Gerald Rubin on Ray Gesteland
  Gerald Rubin     Biography    
Recorded: 30 May 2003

So my second summer here I was very friendly with a young lady who lived in ____who was a dishwasher in the lab. And one night we decided that the lab was sort of boring, you know, that have these gray, you know, the metal gray drawers and the lab would be much better if it was more colorful. So we went to the hardware store and bought bright colored spray paint. And we spray-painted each of the drawers in the lab a different color like bright orange, bright yellow, bright red. And actually we did a very good job. The paint job was very good. But still I remember realizing that at about one o’clock in the morning, what have we done because I could imagine, you know, some undergraduate in my lab spray painted the lab, you know. So I was very nervous. So I came in the next morning, I got there early because I wanted to be there before Ray came in. I figured I better be there. And he came in and he looked at it he said, “Very nice,” and then he walked back into his office. And for the thirty years I’ve never gotten him to ever tell me what he really thought. So, I mean, I’ve never seen Ray visibly get angry or yell at anyone or whatever. So, if somebody did that at in my lab they’d probably be dead. So that was sort of one of my favorite, you know, Ray stories. That says what kind of, you know, person he was.

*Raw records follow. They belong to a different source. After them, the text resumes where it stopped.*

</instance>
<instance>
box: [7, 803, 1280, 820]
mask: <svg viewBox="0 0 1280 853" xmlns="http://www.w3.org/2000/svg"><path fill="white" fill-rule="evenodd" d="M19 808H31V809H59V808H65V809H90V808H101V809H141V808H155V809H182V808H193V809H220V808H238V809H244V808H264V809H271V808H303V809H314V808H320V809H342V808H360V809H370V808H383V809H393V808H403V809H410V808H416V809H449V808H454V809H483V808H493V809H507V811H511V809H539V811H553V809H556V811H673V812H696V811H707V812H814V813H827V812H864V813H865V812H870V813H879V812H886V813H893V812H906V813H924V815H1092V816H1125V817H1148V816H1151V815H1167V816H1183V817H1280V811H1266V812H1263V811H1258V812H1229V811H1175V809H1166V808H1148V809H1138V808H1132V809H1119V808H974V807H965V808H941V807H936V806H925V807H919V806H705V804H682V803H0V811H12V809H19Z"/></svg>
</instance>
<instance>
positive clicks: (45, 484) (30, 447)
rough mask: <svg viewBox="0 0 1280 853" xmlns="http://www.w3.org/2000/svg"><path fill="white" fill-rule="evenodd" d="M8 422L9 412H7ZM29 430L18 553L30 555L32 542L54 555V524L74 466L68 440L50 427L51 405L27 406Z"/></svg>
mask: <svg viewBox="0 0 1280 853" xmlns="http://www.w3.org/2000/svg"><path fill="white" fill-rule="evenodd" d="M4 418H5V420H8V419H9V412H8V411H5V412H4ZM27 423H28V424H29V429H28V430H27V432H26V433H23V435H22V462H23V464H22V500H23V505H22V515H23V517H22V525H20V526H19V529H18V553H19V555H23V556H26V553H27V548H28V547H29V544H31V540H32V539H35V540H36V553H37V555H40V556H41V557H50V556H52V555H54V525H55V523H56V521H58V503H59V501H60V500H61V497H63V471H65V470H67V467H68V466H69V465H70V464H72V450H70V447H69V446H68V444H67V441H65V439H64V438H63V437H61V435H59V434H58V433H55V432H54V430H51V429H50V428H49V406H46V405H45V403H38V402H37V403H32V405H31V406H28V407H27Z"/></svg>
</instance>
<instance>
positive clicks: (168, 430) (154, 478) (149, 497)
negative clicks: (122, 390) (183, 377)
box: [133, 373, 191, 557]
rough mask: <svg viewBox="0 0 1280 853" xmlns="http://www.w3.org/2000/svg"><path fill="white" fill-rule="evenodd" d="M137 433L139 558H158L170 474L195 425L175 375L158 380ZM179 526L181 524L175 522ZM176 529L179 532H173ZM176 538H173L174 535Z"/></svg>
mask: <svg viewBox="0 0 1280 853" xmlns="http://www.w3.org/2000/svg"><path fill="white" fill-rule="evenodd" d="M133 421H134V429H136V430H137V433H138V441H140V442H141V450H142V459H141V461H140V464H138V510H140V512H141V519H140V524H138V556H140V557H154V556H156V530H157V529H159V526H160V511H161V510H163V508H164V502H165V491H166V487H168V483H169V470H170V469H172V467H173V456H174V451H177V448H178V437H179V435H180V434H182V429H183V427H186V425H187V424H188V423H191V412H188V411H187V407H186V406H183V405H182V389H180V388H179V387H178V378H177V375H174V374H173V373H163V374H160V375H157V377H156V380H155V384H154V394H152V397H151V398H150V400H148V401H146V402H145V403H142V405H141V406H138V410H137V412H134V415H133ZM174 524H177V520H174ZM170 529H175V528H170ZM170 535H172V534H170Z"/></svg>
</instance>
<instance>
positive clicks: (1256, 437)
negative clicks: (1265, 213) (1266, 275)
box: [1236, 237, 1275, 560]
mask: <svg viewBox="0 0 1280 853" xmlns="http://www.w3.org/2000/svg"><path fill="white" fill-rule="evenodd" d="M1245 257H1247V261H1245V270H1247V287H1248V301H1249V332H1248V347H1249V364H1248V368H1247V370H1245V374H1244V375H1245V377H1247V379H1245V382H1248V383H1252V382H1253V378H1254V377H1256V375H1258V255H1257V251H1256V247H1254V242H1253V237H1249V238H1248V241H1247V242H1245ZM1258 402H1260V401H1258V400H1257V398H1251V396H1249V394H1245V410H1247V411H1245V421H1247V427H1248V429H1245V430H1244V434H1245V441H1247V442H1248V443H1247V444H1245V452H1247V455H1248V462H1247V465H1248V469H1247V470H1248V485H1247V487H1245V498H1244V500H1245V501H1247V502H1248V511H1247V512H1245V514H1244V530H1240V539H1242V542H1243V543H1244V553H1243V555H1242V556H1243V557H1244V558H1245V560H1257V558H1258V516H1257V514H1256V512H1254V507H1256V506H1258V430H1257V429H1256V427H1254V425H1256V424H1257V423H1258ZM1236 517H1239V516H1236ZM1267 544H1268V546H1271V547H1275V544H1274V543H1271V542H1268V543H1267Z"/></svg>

I can tell you another story. When I was here Bernard Hirt was here. And he was purifying lots of SV40 virus. And he was lyophilizing. And I was in doing triptic peptide fingerprinting. And we had to use a chemical, performic acid, to oxidation. And then you had put it on the lyophilizer, and no one told me that it was very important to close off any one else’s samples because the performic acid that would be coming off your sample would affect other people’s samples if they are on the same machine. So I didn’t know that. I didn’t know, at eleven o’clock at night I put my sample on there. And someone told me, oh, you shouldn’t have done that. And then I had to call Ray up at home. And Ray came in and Bernard Hirt had this whole big viral sample there, and I had to call Bernard Hirt at 11:30 at night and he came in his bathrobe and I had to explain that I had just ruined a month of his work basically. And again, Ray was very calm and no one got mad. I realized how unusual these things were at the time. So Ray is just one of my favorite people. He’s just wonderful, kind, gentle, nice person.

Gerald Rubin is a geneticist, molecular and cell biologist. As Director of the Berkeley Drosophila Genome Project, he led the sequencing of the entire fruit fly genome. Currently, as Vice President and Director of the Janelia Farm Research Campus at the Howard Hughes Medical Institute in Ashburn, Virginia, his research focus is on developing the biological and computer tools that are capable of analyzing and displaying the vast amount of information available from the genomic DNA sequencing of the fruit fly. He uses these advanced techniques to decipher gene regulation and expression at a genome-wide level in Drosophila and determine the function of certain fruit fly genes.

Gerald Rubin is also a professor of Genetics and Development at the University of California, Berkeley. He came to Cold Spring Harbor Laboratory as an URP (Undergraduate Research Program) in the early 70’s working under Lionel Crawford and Ray Gesteland before moving to Cambridge to earn his Ph.D. in molecular biology. He did postdoctoral work at Stanford University School of Medicine and became an assistant professor of biological chemistry at Harvard Medical School prior to commencing his genetics professorship at Berkeley in 1983.

Gerald Rubin is a member of the National Academy of Sciences and the Institute of Medicine. Among the awards he has received is the American Chemical Society Eli Lilly Award in biological chemistry.